Un beau matin, les hommes découvrirent que l’un des gros troncs était parcouru de haut en bas par une longue fente caverneuse laquelle était occupée par des abeilles « sauvages » qui y avaient installé leur ruche, vraisemblablement depuis de nombreuses années ; il fallut l’enfumer pour chasser les insectes. L’arbre renfermait une énorme quantité de miel (il n’y avait pas d’ours dans le Crapon pour venir s’en régaler !). Des ménagères qui circulaient habituellement à La Rosière, Victoria Bruis (logée dans l’actuelle maison J. Girard) et Marie Monge apprirent la nouvelle et donnèrent l’alerte : les ouvriers du chantier distribuaient généreusement le miel contre une minime récompense. Les voisines accoururent leur bassine à la main : une véritable course au trésor ! Ma mère revint avec une bonne quantité de morceaux de cire noyés dans un liquide de couleur plutôt brune qui se révéla amer au goût. Ce miel était sans doute assez ancien comme tendait à le prouver sa couleur foncée. Le trésor escompté était finalement sans grande valeur ; on s’en contenta (A cheval donné...). Après cet épisode fameux les noyers furent abattus, enlevés et transportés. Les champs en terrasse demeurèrent landes nues.

DE LA NOIX AUX « PASTEAU »

Sur les terres cultivées, les noix étaient ramassées lorsqu’elles tombaient, soit naturellement, soit, chez les paysans les plus avisés, par gaulage à l’aide de longues perches de saule. Tout en ramassant, on procédait à l’écalage pour débarrasser les fruits du brou resté attaché à la coquille, opération dont on revenait avec la main et le bout des doigts noircis.
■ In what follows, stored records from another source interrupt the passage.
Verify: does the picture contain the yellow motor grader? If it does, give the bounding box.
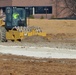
[0,7,46,42]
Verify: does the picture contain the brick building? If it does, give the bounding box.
[0,0,68,18]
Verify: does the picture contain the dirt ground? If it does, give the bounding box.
[0,20,76,75]
[0,34,76,75]
[0,54,76,75]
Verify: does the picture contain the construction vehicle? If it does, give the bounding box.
[0,7,46,42]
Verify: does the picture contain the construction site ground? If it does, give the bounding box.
[0,34,76,75]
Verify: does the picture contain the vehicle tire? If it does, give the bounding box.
[0,27,6,42]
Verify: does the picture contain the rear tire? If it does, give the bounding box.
[0,27,6,42]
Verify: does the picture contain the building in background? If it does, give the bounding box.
[0,0,72,18]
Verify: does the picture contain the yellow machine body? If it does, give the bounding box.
[27,29,46,36]
[6,30,24,41]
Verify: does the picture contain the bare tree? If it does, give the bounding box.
[64,0,76,16]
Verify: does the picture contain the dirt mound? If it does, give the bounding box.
[23,36,48,43]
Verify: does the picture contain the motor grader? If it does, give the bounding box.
[0,7,46,42]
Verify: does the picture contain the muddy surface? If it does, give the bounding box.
[0,34,76,75]
[0,54,76,75]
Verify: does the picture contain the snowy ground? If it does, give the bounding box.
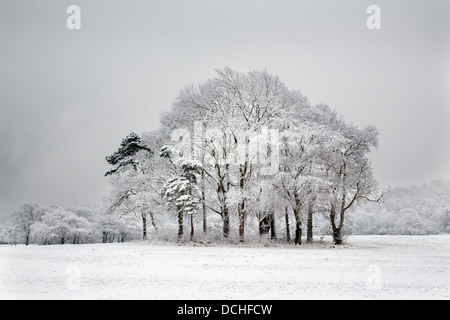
[0,235,450,300]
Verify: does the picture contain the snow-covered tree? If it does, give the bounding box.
[160,146,203,240]
[8,203,45,246]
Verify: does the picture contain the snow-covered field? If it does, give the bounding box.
[0,235,450,300]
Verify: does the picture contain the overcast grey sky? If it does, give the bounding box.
[0,0,450,222]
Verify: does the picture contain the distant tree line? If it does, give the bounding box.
[2,68,450,245]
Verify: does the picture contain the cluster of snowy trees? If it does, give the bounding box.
[103,68,381,244]
[0,68,450,244]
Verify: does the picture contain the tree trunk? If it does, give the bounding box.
[178,210,184,240]
[306,202,314,243]
[191,214,195,241]
[258,213,270,236]
[294,200,303,245]
[238,201,245,242]
[148,211,158,232]
[202,170,208,235]
[270,212,277,240]
[284,207,291,242]
[222,203,230,239]
[330,205,343,245]
[142,213,147,240]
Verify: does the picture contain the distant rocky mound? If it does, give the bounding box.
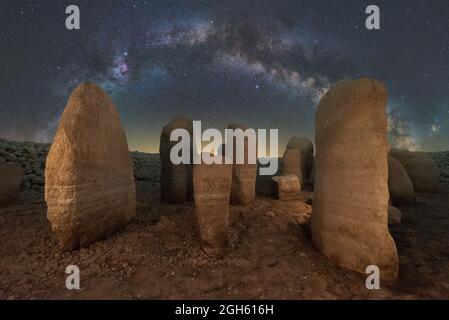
[0,138,160,193]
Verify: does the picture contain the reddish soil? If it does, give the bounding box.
[0,183,449,299]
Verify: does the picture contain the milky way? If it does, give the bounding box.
[0,0,449,151]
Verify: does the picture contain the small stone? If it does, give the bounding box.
[272,174,301,201]
[388,206,402,225]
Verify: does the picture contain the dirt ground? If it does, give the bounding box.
[0,183,449,299]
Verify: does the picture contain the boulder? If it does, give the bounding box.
[273,174,301,201]
[282,149,304,186]
[159,117,193,203]
[193,160,232,256]
[0,163,25,206]
[388,157,416,205]
[228,124,257,205]
[390,149,440,193]
[45,83,136,249]
[311,78,399,280]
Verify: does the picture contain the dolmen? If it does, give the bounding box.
[282,137,314,187]
[388,157,416,205]
[193,154,232,257]
[0,162,25,207]
[159,116,193,204]
[311,78,398,280]
[45,83,136,250]
[272,174,301,201]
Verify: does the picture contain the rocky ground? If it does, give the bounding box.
[0,140,449,299]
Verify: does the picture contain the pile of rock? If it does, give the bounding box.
[0,139,50,192]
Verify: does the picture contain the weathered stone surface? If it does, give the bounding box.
[45,83,136,249]
[390,149,440,193]
[388,157,416,205]
[283,137,314,186]
[159,117,193,203]
[228,124,257,205]
[312,78,398,280]
[0,163,25,206]
[388,206,402,225]
[135,168,153,181]
[273,174,301,201]
[193,156,232,256]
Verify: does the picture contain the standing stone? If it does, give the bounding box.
[390,149,440,193]
[388,157,416,205]
[228,124,257,205]
[193,159,232,256]
[388,206,402,225]
[273,174,301,201]
[159,117,193,203]
[45,83,136,249]
[312,78,398,280]
[0,163,25,206]
[282,137,314,186]
[282,149,304,186]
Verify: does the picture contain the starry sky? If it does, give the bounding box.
[0,0,449,152]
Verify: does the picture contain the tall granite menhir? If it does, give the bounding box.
[228,124,257,205]
[159,117,193,203]
[312,78,398,280]
[282,137,313,186]
[45,83,136,249]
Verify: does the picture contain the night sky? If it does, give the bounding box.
[0,0,449,152]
Avant même la récolte, certains prélevaient sur l’arbre des noix encore vertes, à une date variable que des traditions avaient fixée soit à la Saint-Jean, soit à Sainte-Madeleine afin de fabriquer du « vin de noix ». Cet excellent breuvage, un vrai nectar, que l’on préparait dans la plupart des maisons selon des recettes plus ou moins personnalisées était servi avec un brin de solennité, par la ménagère fière de son œuvre, aux visiteurs, en signe d’amitié et de bon accueil. A l’automne les fruits récoltés, séchés et propres étaient stockés. Une partie était conservée pour être consommée au dessert au cours de l’année (il en restait encore l’été suivant au moment des repas de moisson). Le reste était destiné à d’autres usages en fonction de la quantité produite, notamment la vente de cerneaux et la fabrication d’une huile assez prisée à l’époque et qui semble retrouver de nos jours une certaine faveur auprès des diététiciens et des gourmets.
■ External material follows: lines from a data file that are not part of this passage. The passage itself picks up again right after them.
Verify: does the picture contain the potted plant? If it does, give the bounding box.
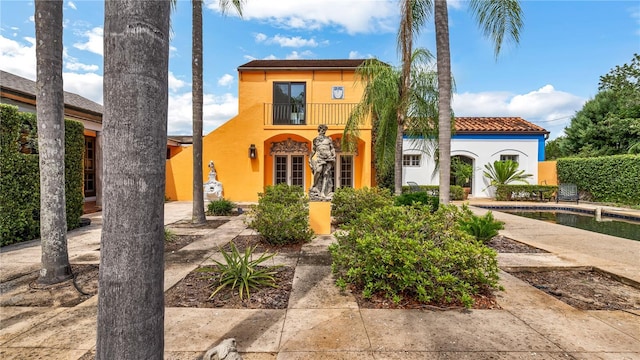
[451,157,473,200]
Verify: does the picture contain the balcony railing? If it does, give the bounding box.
[263,103,356,125]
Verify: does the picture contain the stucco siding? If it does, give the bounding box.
[403,135,539,197]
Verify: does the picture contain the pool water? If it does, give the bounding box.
[499,209,640,241]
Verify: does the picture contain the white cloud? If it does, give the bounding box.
[285,50,314,60]
[0,35,36,80]
[267,35,318,48]
[349,50,374,59]
[62,47,100,72]
[62,72,103,104]
[64,60,100,72]
[167,92,238,135]
[73,27,103,56]
[207,0,399,34]
[218,74,234,86]
[169,71,189,92]
[452,85,586,138]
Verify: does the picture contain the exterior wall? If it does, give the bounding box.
[0,96,102,206]
[402,135,544,197]
[538,160,558,185]
[166,70,372,202]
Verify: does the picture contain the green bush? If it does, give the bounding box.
[164,227,178,242]
[496,185,558,201]
[331,187,393,224]
[402,185,464,200]
[0,104,84,246]
[198,242,282,299]
[557,155,640,205]
[459,206,504,244]
[249,184,313,245]
[207,199,236,216]
[394,191,440,212]
[329,205,498,307]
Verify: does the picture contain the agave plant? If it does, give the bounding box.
[458,211,504,244]
[484,160,533,186]
[199,242,282,299]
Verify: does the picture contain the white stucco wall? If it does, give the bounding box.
[402,138,538,197]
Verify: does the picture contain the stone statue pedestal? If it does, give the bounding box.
[309,201,331,235]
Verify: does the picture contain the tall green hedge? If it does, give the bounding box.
[0,104,84,246]
[557,155,640,205]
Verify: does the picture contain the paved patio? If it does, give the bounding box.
[0,202,640,360]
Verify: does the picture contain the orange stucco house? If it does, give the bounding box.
[166,60,373,202]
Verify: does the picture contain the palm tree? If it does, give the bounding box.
[483,160,533,186]
[34,0,73,285]
[343,49,438,193]
[191,0,243,224]
[432,0,522,204]
[191,0,207,224]
[96,0,171,359]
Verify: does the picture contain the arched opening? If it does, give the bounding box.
[450,155,474,194]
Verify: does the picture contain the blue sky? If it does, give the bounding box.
[0,0,640,138]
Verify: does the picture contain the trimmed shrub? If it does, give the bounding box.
[329,205,498,307]
[249,184,313,245]
[207,199,236,216]
[402,185,464,200]
[394,191,440,212]
[331,187,393,224]
[557,155,640,205]
[459,206,504,244]
[0,104,84,246]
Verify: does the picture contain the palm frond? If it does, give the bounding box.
[218,0,246,17]
[469,0,523,57]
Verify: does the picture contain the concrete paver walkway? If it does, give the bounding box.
[0,202,640,360]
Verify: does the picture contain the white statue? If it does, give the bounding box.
[202,338,242,360]
[309,124,336,201]
[203,160,223,201]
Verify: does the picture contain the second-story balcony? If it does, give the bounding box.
[263,103,356,125]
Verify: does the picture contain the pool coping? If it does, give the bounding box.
[473,204,640,223]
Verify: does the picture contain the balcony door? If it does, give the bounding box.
[273,82,307,125]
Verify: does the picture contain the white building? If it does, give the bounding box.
[402,117,549,197]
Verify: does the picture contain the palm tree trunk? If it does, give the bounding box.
[96,0,171,360]
[191,0,207,224]
[434,0,451,205]
[395,0,415,195]
[34,0,73,284]
[393,120,404,195]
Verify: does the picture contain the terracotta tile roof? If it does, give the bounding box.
[0,70,104,115]
[455,117,549,134]
[238,59,366,71]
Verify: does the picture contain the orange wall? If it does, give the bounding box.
[166,66,372,202]
[538,161,558,185]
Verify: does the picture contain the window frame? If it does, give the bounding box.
[402,154,422,167]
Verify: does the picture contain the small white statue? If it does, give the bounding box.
[202,338,242,360]
[203,160,224,201]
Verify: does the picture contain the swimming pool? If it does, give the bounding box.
[480,206,640,241]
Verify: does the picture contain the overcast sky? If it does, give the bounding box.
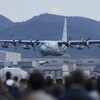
[0,0,100,22]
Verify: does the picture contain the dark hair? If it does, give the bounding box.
[6,72,11,80]
[71,70,85,85]
[28,72,45,90]
[14,76,18,81]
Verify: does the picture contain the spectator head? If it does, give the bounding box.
[65,75,72,88]
[71,70,85,85]
[6,72,11,80]
[28,71,45,90]
[14,76,18,81]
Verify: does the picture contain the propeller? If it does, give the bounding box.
[65,37,73,48]
[29,36,39,50]
[80,37,91,49]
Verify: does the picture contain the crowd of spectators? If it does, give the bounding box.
[0,70,100,100]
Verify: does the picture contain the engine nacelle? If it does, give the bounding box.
[76,45,84,50]
[2,44,8,48]
[23,45,31,50]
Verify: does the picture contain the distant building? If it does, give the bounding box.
[0,68,28,79]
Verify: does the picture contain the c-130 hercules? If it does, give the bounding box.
[0,17,100,56]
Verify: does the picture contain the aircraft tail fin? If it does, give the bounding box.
[62,17,67,41]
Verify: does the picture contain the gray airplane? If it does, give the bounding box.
[0,18,100,56]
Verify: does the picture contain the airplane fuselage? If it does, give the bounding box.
[39,41,67,56]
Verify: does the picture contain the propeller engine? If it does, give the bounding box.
[76,45,84,50]
[12,35,21,50]
[2,42,8,48]
[80,37,91,49]
[23,44,31,50]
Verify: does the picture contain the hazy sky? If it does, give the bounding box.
[0,0,100,22]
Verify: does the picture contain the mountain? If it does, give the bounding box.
[0,15,14,31]
[0,14,100,57]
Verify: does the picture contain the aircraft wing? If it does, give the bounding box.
[58,40,100,46]
[0,40,40,49]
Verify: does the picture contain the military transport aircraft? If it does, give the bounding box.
[0,17,100,56]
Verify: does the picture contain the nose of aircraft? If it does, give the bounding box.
[40,45,46,53]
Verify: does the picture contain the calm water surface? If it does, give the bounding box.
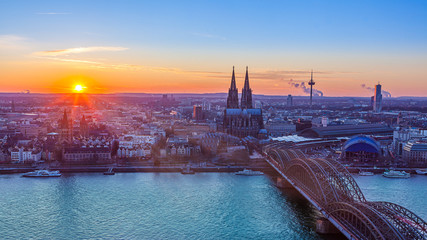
[0,173,427,239]
[353,174,427,220]
[0,173,328,239]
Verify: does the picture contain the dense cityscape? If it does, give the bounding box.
[0,0,427,240]
[0,69,427,171]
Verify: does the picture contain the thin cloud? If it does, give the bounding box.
[36,12,71,15]
[0,35,27,50]
[191,33,227,40]
[34,46,128,57]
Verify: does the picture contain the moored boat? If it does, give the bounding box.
[22,170,61,177]
[415,168,427,175]
[359,171,374,176]
[181,166,195,174]
[235,168,264,176]
[104,168,116,175]
[383,170,411,178]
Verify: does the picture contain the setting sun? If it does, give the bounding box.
[74,84,86,92]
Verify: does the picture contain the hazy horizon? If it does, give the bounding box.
[0,1,427,97]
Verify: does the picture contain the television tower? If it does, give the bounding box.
[308,69,316,107]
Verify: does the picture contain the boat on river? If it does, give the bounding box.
[181,165,195,174]
[383,170,411,178]
[235,168,264,176]
[22,170,61,178]
[415,168,427,175]
[359,171,374,176]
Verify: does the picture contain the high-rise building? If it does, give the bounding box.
[286,94,294,107]
[240,67,253,109]
[223,67,265,138]
[193,105,203,121]
[59,109,73,143]
[308,70,316,107]
[80,115,89,137]
[374,83,383,112]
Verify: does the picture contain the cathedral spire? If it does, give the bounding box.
[244,66,250,89]
[240,66,252,109]
[230,66,237,90]
[62,109,68,128]
[227,66,239,108]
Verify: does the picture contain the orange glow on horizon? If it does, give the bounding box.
[74,84,86,92]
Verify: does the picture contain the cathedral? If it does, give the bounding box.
[223,67,266,138]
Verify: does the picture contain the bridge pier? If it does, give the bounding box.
[316,217,339,234]
[276,177,294,188]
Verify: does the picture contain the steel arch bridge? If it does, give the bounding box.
[263,143,427,240]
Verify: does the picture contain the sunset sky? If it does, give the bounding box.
[0,0,427,97]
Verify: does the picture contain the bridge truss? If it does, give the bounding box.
[263,143,427,240]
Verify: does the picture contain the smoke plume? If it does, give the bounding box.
[289,79,323,97]
[360,84,391,97]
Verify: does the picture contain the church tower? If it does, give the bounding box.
[59,109,73,143]
[227,66,239,108]
[240,66,253,109]
[80,115,89,137]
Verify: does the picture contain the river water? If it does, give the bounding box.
[0,173,427,239]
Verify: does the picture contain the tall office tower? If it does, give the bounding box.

On devait donc casser les noix. Ce travail s’effectuait dès l’automne, bien au chaud, dans les demeures. Le « casseur », solidement assis sur sa chaise, le sac de fruits auprès de lui, posait sur l’une de ses cuisses une tuile « traditionnelle » dont le creux enveloppait le membre. Sur cette sorte d’enclume, l’homme posait la noix tenue verticalement entre le pouce et l’index (la pointe en haut me semble-t-il). De l’autre main, il prenait un petit maillet de bois à manche court dont il donnait un petit coup sec pour fendre la coquille sans écraser l’amande. Frapper juste, grâce à un mouvement souple et précis du poignet exigeait une grande adresse. Camille Jullien, que j’avais pu voir à l’ouvrage chez lui, était particulièrement habile dans cet art, ayant acquis par son métier d’horloger-bijoutier une maîtrise parfaite de la main. Les noix brisées s’entassaient, à côté du « casseur » dans une corbeille ou dans un sac... En même temps, ou à d’autres moments, on devait « trier » c’est à dire séparer le cerneau de la coquille brisée. Les séances de triage étaient organisées à la veillée. Voisins et amis s’invitaient à tour de rôle pour l’accomplissement de cette tâche qui donnait lieu à des réjouissances.
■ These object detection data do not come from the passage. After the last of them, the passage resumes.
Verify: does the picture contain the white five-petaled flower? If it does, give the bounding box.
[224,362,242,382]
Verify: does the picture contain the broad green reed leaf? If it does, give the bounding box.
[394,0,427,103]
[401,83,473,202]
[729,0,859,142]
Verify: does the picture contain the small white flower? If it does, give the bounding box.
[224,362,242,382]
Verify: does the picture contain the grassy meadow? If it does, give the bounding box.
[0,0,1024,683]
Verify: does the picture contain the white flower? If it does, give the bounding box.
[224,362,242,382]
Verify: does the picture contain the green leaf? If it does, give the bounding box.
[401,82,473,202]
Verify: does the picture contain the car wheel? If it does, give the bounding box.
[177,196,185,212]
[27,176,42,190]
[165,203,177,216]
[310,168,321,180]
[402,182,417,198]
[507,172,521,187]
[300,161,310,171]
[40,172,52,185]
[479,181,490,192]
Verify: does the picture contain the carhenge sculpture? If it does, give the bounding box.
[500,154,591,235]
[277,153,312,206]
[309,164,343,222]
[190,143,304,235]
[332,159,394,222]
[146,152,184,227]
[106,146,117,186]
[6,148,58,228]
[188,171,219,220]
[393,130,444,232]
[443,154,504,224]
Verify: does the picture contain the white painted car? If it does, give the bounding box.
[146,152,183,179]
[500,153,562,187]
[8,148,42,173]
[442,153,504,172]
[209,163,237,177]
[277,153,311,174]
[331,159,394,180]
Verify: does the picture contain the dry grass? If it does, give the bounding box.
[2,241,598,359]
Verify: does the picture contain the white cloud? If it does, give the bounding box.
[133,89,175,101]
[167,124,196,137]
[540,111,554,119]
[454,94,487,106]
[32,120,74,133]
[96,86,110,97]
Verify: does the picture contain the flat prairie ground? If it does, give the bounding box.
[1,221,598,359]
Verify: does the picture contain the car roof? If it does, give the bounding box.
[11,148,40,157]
On déposait un tas de noix brisées au centre d’une table spacieuse et tout autour les trieurs s’activaient à extraire avec précautions les cerneaux mis de côté en un premier temps, puis placés dans des paniers ou corbeilles et rangés selon leur destination : soit la vente à des négociants pour la confiserie, soit la fabrication de l’huile pour la consommation personnelle – ou le cas échéant, la vente. Remarquons que l’appellation cerneau était réservée aux moitiés de noix utilisées pour la confiserie. Il semble bien aujourd’hui que la terminologie ait évolué et que ce nom désigne la totalité de la graine incluse dans la coquille. Les débris rejetés étaient soit récupérés éventuellement pour activer, au cours de l’hiver, le feu de la cuisinière à bois, soit voués au sort de déchets à éliminer. Au cours de la soirée la maîtresse de maison offrait boissons et pâtisseries. On travaillait en bavardant et en riant tout au long de ces réunions festives et laborieuses. A Mévouillon les jeunes gens, filles et garçons rassemblés en ces occasions terminaient la fête en se jetant à la tête des poignées de coquilles de noix en guise de confettis.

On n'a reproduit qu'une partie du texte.